#220 – Ryan Greenblatt on the 4 most likely ways for AI to take over, and the case for and against AGI in <8 years

#220 – Ryan Greenblatt on the 4 most likely ways for AI to take over, and the case for and against AGI in <8 years

Ryan Greenblatt — lead author on the explosive paper “Alignment faking in large language models” and chief scientist at Redwood Research — thinks there’s a 25% chance that within four years, AI will be able to do everything needed to run an AI company, from writing code to designing experiments to making strategic and business decisions.

As Ryan lays out, AI models are “marching through the human regime”: systems that could handle five-minute tasks two years ago now tackle 90-minute projects. Double that a few more times and we may be automating full jobs rather than just parts of them.

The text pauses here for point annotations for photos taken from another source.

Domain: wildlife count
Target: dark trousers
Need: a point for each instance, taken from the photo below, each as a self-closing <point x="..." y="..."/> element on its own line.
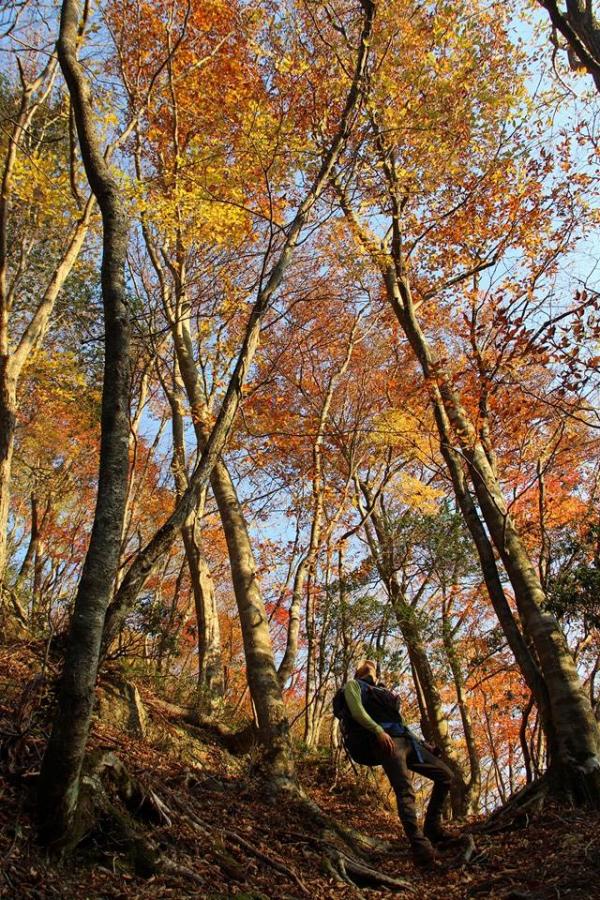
<point x="398" y="767"/>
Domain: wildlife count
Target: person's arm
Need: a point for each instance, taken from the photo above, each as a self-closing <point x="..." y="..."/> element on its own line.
<point x="353" y="698"/>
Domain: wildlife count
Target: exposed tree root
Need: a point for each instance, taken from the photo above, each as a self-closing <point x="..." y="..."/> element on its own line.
<point x="519" y="810"/>
<point x="350" y="870"/>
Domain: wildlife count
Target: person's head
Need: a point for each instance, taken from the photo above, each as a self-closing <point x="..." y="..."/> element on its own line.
<point x="365" y="668"/>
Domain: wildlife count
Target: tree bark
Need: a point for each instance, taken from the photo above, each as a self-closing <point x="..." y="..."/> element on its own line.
<point x="573" y="733"/>
<point x="61" y="766"/>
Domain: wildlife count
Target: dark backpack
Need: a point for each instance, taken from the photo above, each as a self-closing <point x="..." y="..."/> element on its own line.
<point x="382" y="705"/>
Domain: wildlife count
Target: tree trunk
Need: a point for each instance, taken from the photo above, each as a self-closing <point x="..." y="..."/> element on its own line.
<point x="264" y="684"/>
<point x="573" y="737"/>
<point x="210" y="663"/>
<point x="8" y="420"/>
<point x="61" y="766"/>
<point x="574" y="732"/>
<point x="473" y="788"/>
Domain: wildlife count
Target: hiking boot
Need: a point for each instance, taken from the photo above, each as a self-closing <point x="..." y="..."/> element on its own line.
<point x="437" y="834"/>
<point x="423" y="852"/>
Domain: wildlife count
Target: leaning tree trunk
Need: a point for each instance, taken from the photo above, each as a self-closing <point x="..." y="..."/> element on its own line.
<point x="61" y="766"/>
<point x="474" y="784"/>
<point x="264" y="686"/>
<point x="435" y="718"/>
<point x="258" y="650"/>
<point x="144" y="563"/>
<point x="210" y="663"/>
<point x="574" y="729"/>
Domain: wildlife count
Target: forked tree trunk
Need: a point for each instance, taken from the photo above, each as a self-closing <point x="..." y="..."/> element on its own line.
<point x="61" y="766"/>
<point x="210" y="663"/>
<point x="572" y="730"/>
<point x="264" y="676"/>
<point x="473" y="787"/>
<point x="435" y="719"/>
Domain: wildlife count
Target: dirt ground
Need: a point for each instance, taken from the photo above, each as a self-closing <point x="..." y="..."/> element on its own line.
<point x="223" y="838"/>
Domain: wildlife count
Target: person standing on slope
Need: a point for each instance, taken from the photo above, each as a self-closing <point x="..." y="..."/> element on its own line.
<point x="374" y="734"/>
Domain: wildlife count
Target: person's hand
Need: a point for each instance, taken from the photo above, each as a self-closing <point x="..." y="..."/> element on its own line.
<point x="433" y="748"/>
<point x="386" y="743"/>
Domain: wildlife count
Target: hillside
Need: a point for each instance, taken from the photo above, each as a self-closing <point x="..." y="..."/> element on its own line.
<point x="203" y="813"/>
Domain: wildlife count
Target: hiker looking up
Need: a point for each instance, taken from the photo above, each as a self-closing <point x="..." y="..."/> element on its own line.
<point x="374" y="734"/>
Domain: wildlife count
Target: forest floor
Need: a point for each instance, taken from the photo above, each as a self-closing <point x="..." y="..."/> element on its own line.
<point x="225" y="839"/>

Will setting AI to improve itself lead to an explosive positive feedback loop? Maybe, but maybe not.

The explosive scenario: Once you’ve automated your AI company, you could have the equivalent of 20,000 top researchers, each working 50 times faster than humans with total focus. “You have your AIs, they do a bunch of algorithmic research, they train a new AI, that new AI is smarter and better and more efficient… that new AI does even faster algorithmic research.” In this world, we could see years of AI progress compressed into months or even weeks.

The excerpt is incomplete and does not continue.